Thursday, March 31, 2011

Insidious Dreams

I've currently got my fingers crossed tight for Insidious, the latest collaboration between director James Wan and writer/actor Leigh Whannell, that opens in theaters tomorrow. So far I haven't been a fan of, well, anything that the pair have done (although I've liked aspects of all their films - especially 2007's Death Sentence - none of them have been entirely satisfying to me) but Insidious looks like a promising spook show.

Thinking about how much I'm rooting for Insidious makes me think about the long slump that the horror genre has been suffering through lately. It's not as bad as the Great Horror Drought of the '90s but it's still bad. We're going into April now and I can only give a legitimate rave about one film so far this year - the grittily atmospheric, period-set shocker Black Death. It's not a real robust time for horror as the most intriguing new stuff - films like The Woman, Hobo with a Shotgun, I Saw the Devil, and Rubber - is frustratingly relegated to limited release (although I believe Rubber is coming to VOD soon, thankfully).
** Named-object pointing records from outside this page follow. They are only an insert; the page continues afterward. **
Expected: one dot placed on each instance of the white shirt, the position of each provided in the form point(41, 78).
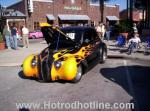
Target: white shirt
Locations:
point(25, 30)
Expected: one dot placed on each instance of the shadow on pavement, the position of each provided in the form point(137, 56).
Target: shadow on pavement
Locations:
point(140, 80)
point(21, 75)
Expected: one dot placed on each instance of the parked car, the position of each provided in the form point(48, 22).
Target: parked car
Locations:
point(35, 34)
point(69, 53)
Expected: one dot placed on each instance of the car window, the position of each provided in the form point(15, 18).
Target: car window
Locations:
point(88, 36)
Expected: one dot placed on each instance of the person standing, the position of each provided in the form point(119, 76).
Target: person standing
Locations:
point(101, 30)
point(135, 30)
point(98, 29)
point(25, 33)
point(14, 36)
point(7, 34)
point(108, 31)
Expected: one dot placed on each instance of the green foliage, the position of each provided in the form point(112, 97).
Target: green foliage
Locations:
point(1, 38)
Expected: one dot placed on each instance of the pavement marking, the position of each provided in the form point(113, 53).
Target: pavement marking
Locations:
point(130, 84)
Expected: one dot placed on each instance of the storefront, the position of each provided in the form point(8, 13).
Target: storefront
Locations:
point(63, 12)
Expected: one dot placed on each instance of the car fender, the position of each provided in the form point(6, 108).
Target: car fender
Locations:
point(28, 69)
point(67, 71)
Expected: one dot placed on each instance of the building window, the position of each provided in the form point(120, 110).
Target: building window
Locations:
point(36, 26)
point(94, 2)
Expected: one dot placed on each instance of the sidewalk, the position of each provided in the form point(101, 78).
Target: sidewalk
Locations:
point(10, 57)
point(120, 52)
point(16, 57)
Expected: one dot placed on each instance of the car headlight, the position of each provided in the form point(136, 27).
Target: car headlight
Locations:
point(57, 64)
point(34, 62)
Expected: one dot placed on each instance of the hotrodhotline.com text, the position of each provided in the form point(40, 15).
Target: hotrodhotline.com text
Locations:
point(74, 105)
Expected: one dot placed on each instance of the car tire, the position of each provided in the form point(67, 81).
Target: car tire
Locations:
point(102, 55)
point(78, 75)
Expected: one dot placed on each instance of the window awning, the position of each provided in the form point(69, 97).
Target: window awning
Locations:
point(50, 17)
point(73, 17)
point(112, 18)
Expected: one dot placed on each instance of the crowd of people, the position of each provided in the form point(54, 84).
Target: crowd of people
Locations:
point(10, 35)
point(103, 30)
point(133, 43)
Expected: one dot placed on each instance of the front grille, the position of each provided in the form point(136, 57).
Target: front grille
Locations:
point(46, 65)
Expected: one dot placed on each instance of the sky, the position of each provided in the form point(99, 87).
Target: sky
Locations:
point(112, 2)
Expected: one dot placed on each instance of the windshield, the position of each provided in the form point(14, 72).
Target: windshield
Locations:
point(61, 41)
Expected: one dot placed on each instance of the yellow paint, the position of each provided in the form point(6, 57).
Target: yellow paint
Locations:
point(28, 70)
point(67, 71)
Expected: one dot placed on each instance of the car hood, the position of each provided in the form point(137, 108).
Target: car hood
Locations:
point(50, 32)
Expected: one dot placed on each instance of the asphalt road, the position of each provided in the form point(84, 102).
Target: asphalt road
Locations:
point(117, 80)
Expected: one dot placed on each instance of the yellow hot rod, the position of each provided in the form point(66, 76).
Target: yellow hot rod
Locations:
point(70, 51)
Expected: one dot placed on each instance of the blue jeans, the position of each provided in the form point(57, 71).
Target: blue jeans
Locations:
point(15, 42)
point(7, 41)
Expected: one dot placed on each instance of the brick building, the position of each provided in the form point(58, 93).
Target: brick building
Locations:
point(63, 12)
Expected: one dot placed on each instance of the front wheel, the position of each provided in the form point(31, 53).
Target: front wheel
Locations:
point(78, 75)
point(102, 55)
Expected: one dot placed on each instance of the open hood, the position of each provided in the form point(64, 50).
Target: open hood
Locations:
point(52, 33)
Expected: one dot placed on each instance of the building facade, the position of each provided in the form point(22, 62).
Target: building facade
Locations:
point(63, 12)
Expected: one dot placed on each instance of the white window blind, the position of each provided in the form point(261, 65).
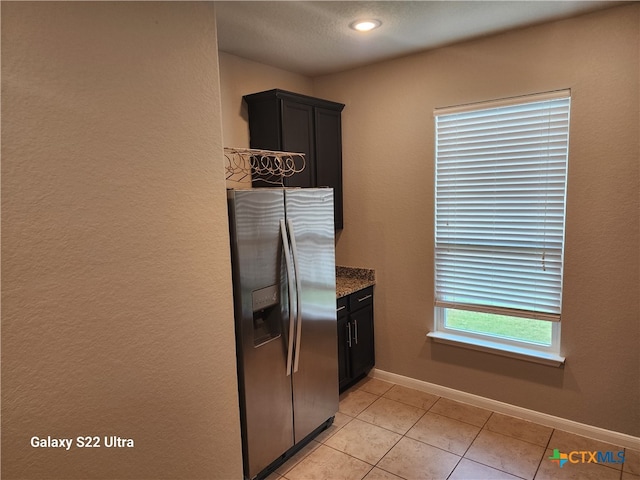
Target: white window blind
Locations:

As far as wide releases go, though, it's rough. I reviewed the exorcism misfire The Rite back when it came out in January but haven't done the same for other recent theatrical offerings like Season of the Witch, The Roommate, Drive Angry 3-D, Red Riding Hood, and Battle: LA because, well, none of them seemed worth the effort. I didn't bitterly hate all of them (except for Battle: LA, a film I believe is capable of inflicting brain damage) but I sure didn't love any of them (surprisingly, of the bunch, I enjoyed Red Riding Hood the most - it was overripe and silly but fun). Bad movies aren't limited to the horror genre, of course - it's a poor time right now for movies in general - but as horror is where my main interest lies, it's hard waiting for the tide to turn. Especially when last year was so weak itself, I had to struggle to find five films for a Best Of list.

Will Insidious be the film to turn things around? Here's hoping. A few weeks later, on April 15th, Scream 4 will also have a chance to give the genre a boost. I'm still trying to wrap my head around the fact that there is a Scream 4, though, so I have given much thought to its box office prospects or how I feel about that franchise's return.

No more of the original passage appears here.